だが、それ自体がタイニーテラーの狙いだとしたらと、彼女は思考を巡らせていたが。


「今は考えるよりも非戦闘員の保護を優先する。急ぐぞ、リズム」


「だねッ! タイニーテラーさんが悪いことを考えてるなら、アタシたちが捕まえちゃえばいいもんね」


「簡単に言ってくれる……。お前のその楽観的なところは、すでにサイコパスの域だな」


「誰がサイコパスだよ! こんなときにふざけないでッ!」


冗談の延長だと受け取って怒ったリズムだったが、パロマは本気そう彼女のことをサイコパスだと思っていた。


それは、いつでも前向きなことを言うことや、彼女の持つ行き過ぎた利他的精神構造からだ。


しかし、そういうリズムだからこそ、幼い頃に凄惨な戦場で衛生兵的の立場にいれたのだろうが。

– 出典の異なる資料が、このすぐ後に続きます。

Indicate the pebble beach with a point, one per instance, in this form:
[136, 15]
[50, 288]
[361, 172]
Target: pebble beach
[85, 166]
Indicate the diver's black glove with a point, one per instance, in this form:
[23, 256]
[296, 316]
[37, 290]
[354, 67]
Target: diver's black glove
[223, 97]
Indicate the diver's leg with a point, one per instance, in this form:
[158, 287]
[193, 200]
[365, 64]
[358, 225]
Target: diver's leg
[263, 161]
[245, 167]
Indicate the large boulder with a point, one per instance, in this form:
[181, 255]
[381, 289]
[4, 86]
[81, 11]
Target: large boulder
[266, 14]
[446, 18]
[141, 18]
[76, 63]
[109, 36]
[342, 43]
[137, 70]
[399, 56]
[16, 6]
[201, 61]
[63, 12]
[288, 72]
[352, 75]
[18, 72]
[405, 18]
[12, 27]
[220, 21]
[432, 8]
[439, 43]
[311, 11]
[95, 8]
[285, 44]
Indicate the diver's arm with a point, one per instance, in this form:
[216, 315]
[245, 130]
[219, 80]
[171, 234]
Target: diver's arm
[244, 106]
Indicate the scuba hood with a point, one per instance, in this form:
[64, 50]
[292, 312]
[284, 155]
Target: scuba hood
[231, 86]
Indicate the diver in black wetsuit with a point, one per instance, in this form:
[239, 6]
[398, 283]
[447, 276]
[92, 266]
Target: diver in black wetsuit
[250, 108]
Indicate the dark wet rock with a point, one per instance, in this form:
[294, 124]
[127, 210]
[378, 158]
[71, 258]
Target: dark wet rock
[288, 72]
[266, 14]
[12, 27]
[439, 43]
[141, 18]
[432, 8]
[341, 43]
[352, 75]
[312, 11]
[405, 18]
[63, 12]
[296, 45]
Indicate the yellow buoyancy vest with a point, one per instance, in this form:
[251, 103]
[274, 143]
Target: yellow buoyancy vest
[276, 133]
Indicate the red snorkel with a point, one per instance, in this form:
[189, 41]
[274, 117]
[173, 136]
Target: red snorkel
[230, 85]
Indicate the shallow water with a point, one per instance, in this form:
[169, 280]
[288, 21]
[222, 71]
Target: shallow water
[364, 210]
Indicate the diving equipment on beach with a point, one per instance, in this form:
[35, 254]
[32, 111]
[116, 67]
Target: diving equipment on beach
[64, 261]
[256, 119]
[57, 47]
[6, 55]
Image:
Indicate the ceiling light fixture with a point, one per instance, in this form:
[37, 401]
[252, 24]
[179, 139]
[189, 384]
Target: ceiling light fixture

パロマがそんなことを考えていると、突然女性の悲鳴が聞こえてきた。


その叫び声は食堂のほうからだった。


二人は行き先を受付から食堂へと変更。


そして、辿り着くとそこには――。


「やはりこっちへ来たか……。リズム·ライクブラック、それとパロマ·デューバーグ」


二人の男女が職員たちと共いた。


男はハリネズミのようなツンツンヘアに、髪の色は黒に赤いメッシュ。


そして、女のほうは銀髪の毛先が軽くカールしているミディアムヘア。


タイニーテラーが言っていたストリング帝国軍大尉――ネア·カノウプスといたと聞いた二人が立っている。


背格好や顔を見るに、リズムやパロマとそう変わらない少年少女だ。


「あなたたち……何をやっているのッ!」


声を張り上げたリズム。


先ほどとは別人の形相で叫んだ彼女の見た光景は、皆殺しにされた職員たちの屍の山だった。